Au Salon mondial de l’immobilier Mipim, qui a débuté mardi et s’achèvera vendredi à Cannes (Alpes-Maritimes), un prototype de ville flottante aux Maldives concourt pour remporter un prix du meilleur grand projet. Cette cité n’a pas encore de nom mais consistera, assurent ses concepteurs, en un assemblage de plateformes flottantes au milieu d’un lagon de cet archipel dans l’océan Indien. Quelque 5.000 maisons colorées devraient s’y dresser.”Une ville flottante n’est pas un luxe, c’est une nécessité” pour ce pays insulaire dont l’existence même est menacée par le réchauffement climatique et la montée des océans, affirme à l’AFP Paul van de Camp, chef de l’entreprise néerlandaise Dutch Docklands, promoteur du projet. Et la capitale, Malé, où plus de 150.000 habitants se pressent sur un atoll de 8 km2 entièrement urbanisé, est complètement saturée, rappelle-t-il.Il ne s’attarde pas sur les caractéristiques techniques précises du projet, qui seront présentées officiellement au printemps par le président des Maldives. Ni sur leur coût. Mais il promet que le financement sera assuré et assure que les contraintes techniques ne sont pas rédhibitoires.”Il y a de très gros acteurs mondiaux qui nous ont aidés avec des systèmes pour l’énergie, les égouts, l’eau, l’électricité, qui ont été bien testés et sont relativement innovants”, assure Paul van de Camp.Il espère que le chantier sera terminé en 2027 au plus tard et assure avoir été approché pour répliquer l’expérience par “plusieurs pays”, sans préciser lesquels.
Des doutes sur la viabilité des projets
Il existe déjà des bâtiments flottants à travers le monde, de même que des villages traditionnels de pêcheurs sont construits sur l’eau, en Amazonie, Thaïlande ou Indonésie, souligne Paul van de Camp. Mais aucun projet moderne et de cette ampleur n’a encore vu le jour.Un autre est en préparation à Busan (Corée du Sud), piloté par l’entreprise Oceanix et soutenu par l’ONU-Habitat. Là aussi, les détails techniques, le coût, etc. n’ont pas encore été dévoilés. Ils le seront officiellement en avril, explique à l’AFP Itai Madamombe, fondatrice d’Oceanix. L’objectif est d’avoir terminé le chantier fin 2025.Des doutes subsistent cependant sur la viabilité de telles constructions.Pour Ayça Kirimtat, chercheuse à l’université tchèque de Hradec Kralove qui a longuement étudié les villes flottantes, l’obstacle économique est difficile à surmonter. “Construire de très grandes structures flottantes au-dessus du niveau de la mer coûte beaucoup plus cher que des immeubles normaux sur la terre”, explique-t-elle à l’AFP.Energie, transports, services, nourriture… la quantité de paramètres à prendre en compte est énorme, souligne-t-elle.”Je ne crois pas qu’il y ait un problème de technologie”, pense de son côté Nicholas Makris, professeur spécialiste des océans au Massachusetts Institute of Technology (MIT). “C’est plutôt l’efficacité économique. Réussir à tout faire d’une façon réalisable et viable économiquement”, dit-il.Quelque chose de possible dans un endroit suffisamment protégé des évènements climatiques extrêmes et des conditions hostiles de la haute mer.

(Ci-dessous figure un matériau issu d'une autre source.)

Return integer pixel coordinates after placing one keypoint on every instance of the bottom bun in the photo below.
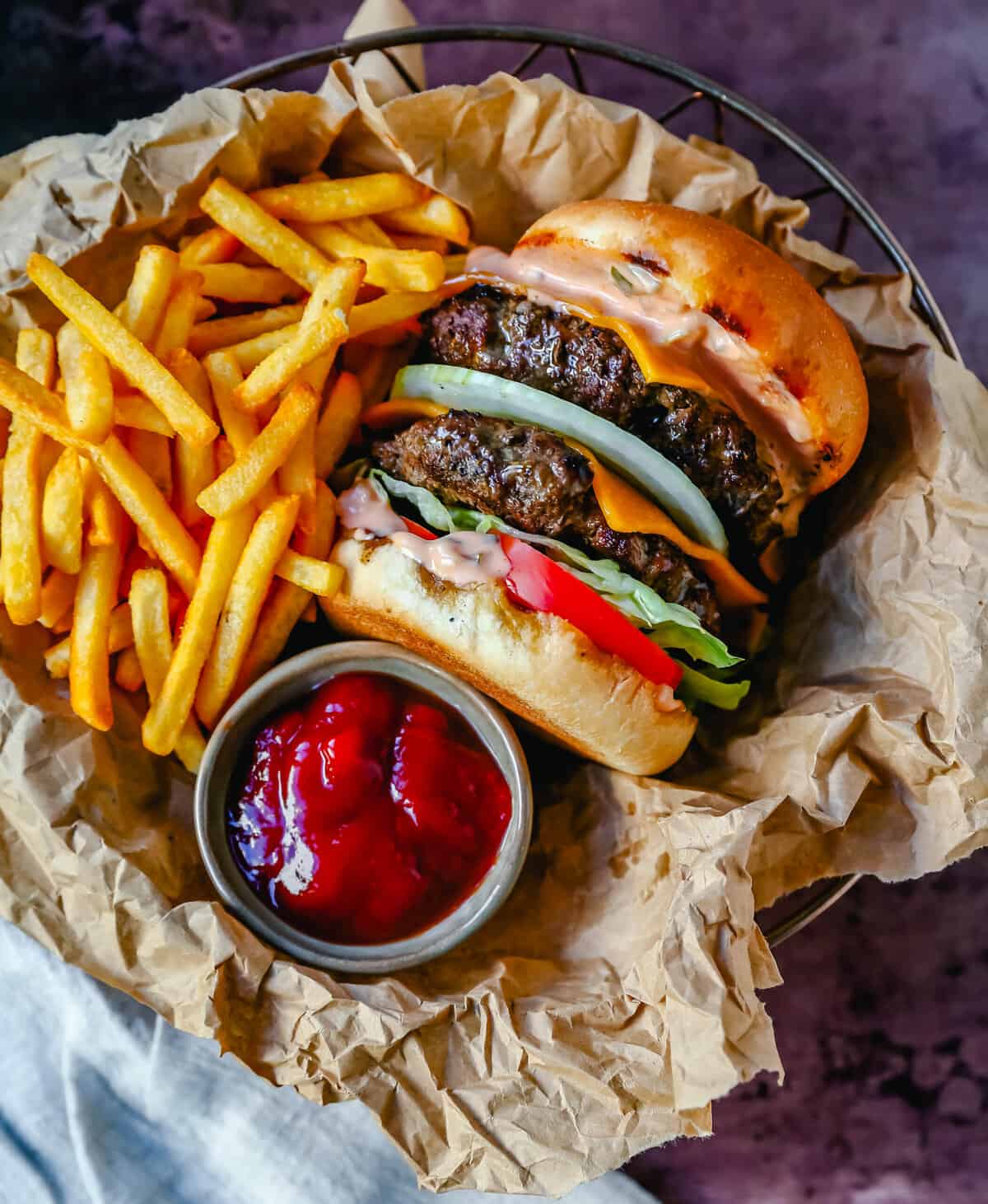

‘Votre maison est toujours au-dessus du niveau de la mer”
Ce qui pourrait, in fine, rendre les villes flottantes attractives est la montée des eaux, qui menace les Etats insulaires mais aussi toutes les villes côtières, pense Chien Ming Wang, professeur de génie civil à l’université du Queensland (Australie).”Pour les villes côtières, si vous subissez les vagues et la montée des océans, vous n’avez pas d’autre choix que de supporter les dégâts et reconstruire. Donc c’est très coûteux”, explique ce spécialiste des villes flottantes, qui a été consulté pour le projet des Maldives.”Avec les villes et maisons flottantes, vous n’avez pas à vous préoccuper des inondations puisque votre maison est toujours au-dessus du niveau de la mer”.”On va voir les villes flottantes émerger partout dans le monde dans les dix ou vingt prochaines années”, prédit-il.